Стрелка на цветном циферблате по-прежнему застыла на трех и совершенно не продвинулась за последние пол часа.
Сначала идти было совсем не трудно. Даже приятно. Я напрасно опасался раскаленного песка, потому что выяснилось, что лучше всего шагать вдоль линии прибоя, где набегающие волны сделали песок плотным и прохладным. Я даже снял ставшие не нужными сандалии и нес их в руке. Одно неудобство, чалма из полотенца постоянно разматывалась и, в конце концов, я просто покрыл им голову как платком. Когда становилось совсем жарко, я мочил полотенце в воде, и на какое-то время делалось легче. Кола была уже совсем не ледяной, но, когда захотелось пить, она оказалась очень даже кстати. Я отпил половину бутылочки и завернул ее пробкой. Нужно же было еще возвращаться.
Чем больше я приближался к цели своей прогулки, тем больше меня охватывало чувство беспокойства. Что-то с этим бунгало было не так. Спустя еще минут пятнадцать ходьбы, я понял, что. Бунгало было заброшено. И очень давно. Часть крыши провалилась, стены тоже. Едва ли я здесь кого-то найду, но не зря же тащился по жаре в такую даль.
Когда-то бунгало было копией моего. Такой же бассейн полумесяцем, такая же дорожка, идущая от моря до самых дверей. Только теперь бассейн зиял пустой бетонной ямой, дорожку занесло песком, а дверей и вовсе не было. Как и части передней стены.

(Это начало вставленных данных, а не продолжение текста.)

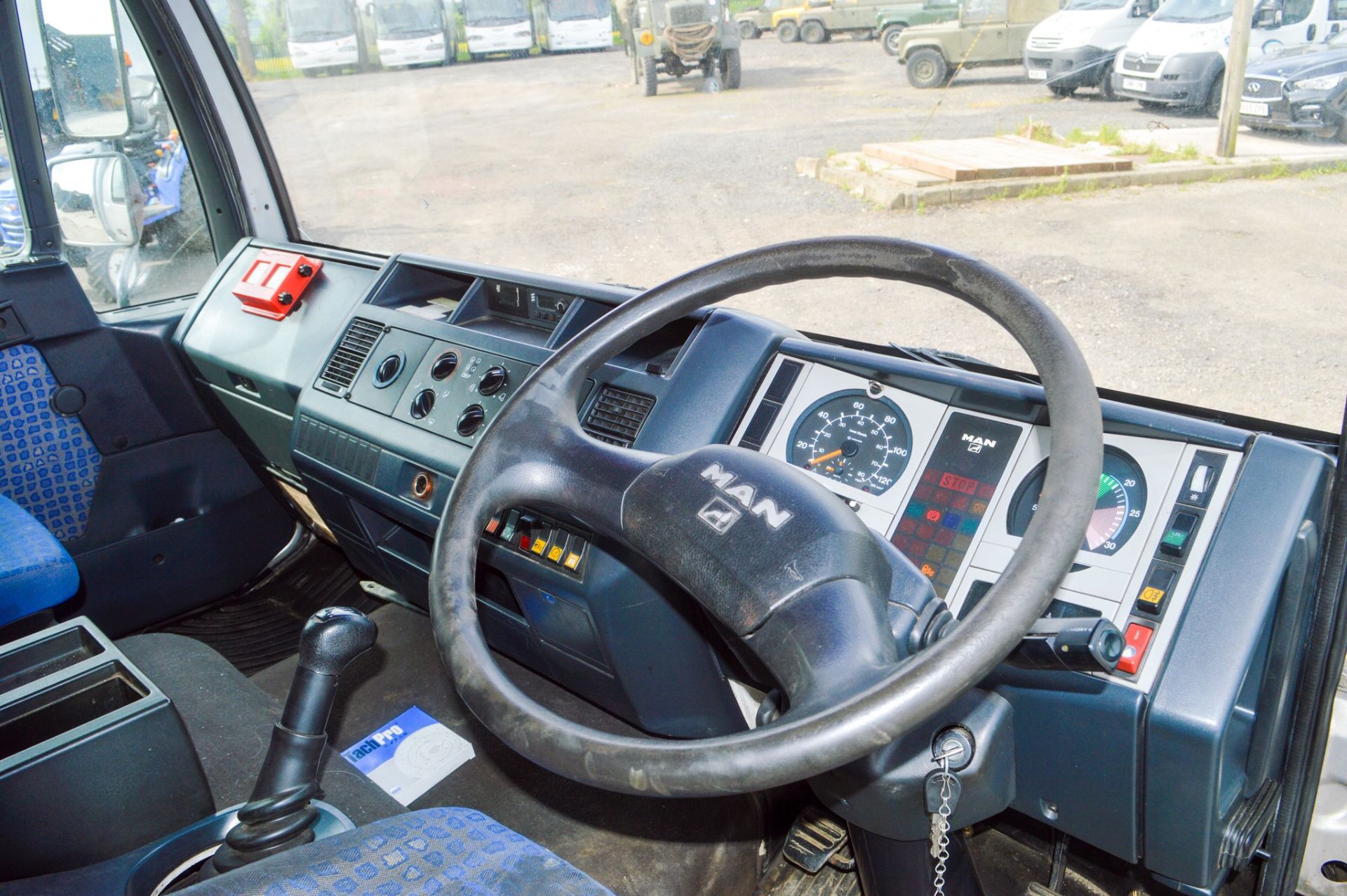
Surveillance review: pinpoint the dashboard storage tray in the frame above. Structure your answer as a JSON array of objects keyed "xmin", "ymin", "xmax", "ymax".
[
  {"xmin": 0, "ymin": 625, "xmax": 102, "ymax": 698},
  {"xmin": 0, "ymin": 617, "xmax": 215, "ymax": 881}
]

Я подошел ближе. Не удивительно, что все обвалилось. Бревна, из которых были построены стены, на столько истлели от времени, что при прикосновении крошились на мелкую сухую пыль. Внешне они выглядели как бурая губка. Чудо, что вся конструкция еще держала какую-то форму. Сколько времени нужно, чтобы дерево дошло до такого состояния? Сто лет? Тысячу? Нечто подобное можно увидеть в музее палеонтологии.
В темноте провала, образовавшегося на месте двери, было сложно что-то рассмотреть. Угадывалась покрытая толстым слоем пыли стойка бара. На краю стойки такая же пыльная бутылка. Разумеется, этикетка не сохранилась, но я сразу понял, что это «Джемисон». Я прищурился, солнце слепило глаза. Вдруг подумалось, что наверняка там в провале прохладно. И мне захотелось немедленно шагнуть в тень, в полумрак, чтобы спрятаться от палящего солнца. И я шагнул.

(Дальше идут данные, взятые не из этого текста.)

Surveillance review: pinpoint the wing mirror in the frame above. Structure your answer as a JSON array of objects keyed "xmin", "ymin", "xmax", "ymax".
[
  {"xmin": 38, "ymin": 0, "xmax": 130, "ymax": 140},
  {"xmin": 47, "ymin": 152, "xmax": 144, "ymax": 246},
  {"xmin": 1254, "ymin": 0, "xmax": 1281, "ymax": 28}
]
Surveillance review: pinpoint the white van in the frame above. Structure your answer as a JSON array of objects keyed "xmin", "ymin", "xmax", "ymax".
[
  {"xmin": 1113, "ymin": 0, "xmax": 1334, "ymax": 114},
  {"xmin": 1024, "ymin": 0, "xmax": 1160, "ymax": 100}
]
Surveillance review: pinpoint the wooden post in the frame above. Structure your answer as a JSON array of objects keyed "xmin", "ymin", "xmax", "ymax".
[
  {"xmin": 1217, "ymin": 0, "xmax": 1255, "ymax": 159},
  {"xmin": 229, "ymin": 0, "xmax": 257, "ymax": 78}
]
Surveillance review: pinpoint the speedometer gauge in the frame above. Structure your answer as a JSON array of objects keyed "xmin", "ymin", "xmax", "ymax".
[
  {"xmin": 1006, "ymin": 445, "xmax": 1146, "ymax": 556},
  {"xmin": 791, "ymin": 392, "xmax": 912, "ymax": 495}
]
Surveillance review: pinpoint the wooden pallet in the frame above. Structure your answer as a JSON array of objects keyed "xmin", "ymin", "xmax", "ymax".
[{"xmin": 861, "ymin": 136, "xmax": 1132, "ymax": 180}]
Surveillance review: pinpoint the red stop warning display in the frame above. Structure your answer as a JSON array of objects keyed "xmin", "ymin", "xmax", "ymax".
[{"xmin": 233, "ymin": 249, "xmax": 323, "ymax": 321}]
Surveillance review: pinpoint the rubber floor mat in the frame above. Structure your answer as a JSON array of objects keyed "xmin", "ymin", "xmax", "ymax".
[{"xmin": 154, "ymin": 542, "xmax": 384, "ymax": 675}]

Тень спасла от солнца, но облегчения не принесла. Из темных внутренностей развалин обдало жаром сауны. Пару секунд я стоял, моргая и привыкая к темноте. За спиной шумело море. Кричали чайки. Налево от стойки бара угадывалась кровать. Она едва виднелась под осыпавшимся потолком. Одно из упавших бревен лежало по диагонали и из-под него, из кучи тряпья торчала сухая ветка. Я присмотрелся. Разумеется, это была не ветка. Тонкая иссохшая, идеально мумифицированная в сухой жаре, человеческая рука. Постепенно глаза привыкли к сумраку, и теперь я видел торчащие из-под бревна ноги. Шорты почти совсем истлели от времени, но кое-где угадывался знакомый математический орнамент. Бревно упало прямо на голову лежащего, так что я был избавлен от вида мумифицированного лица. Но тело было видно.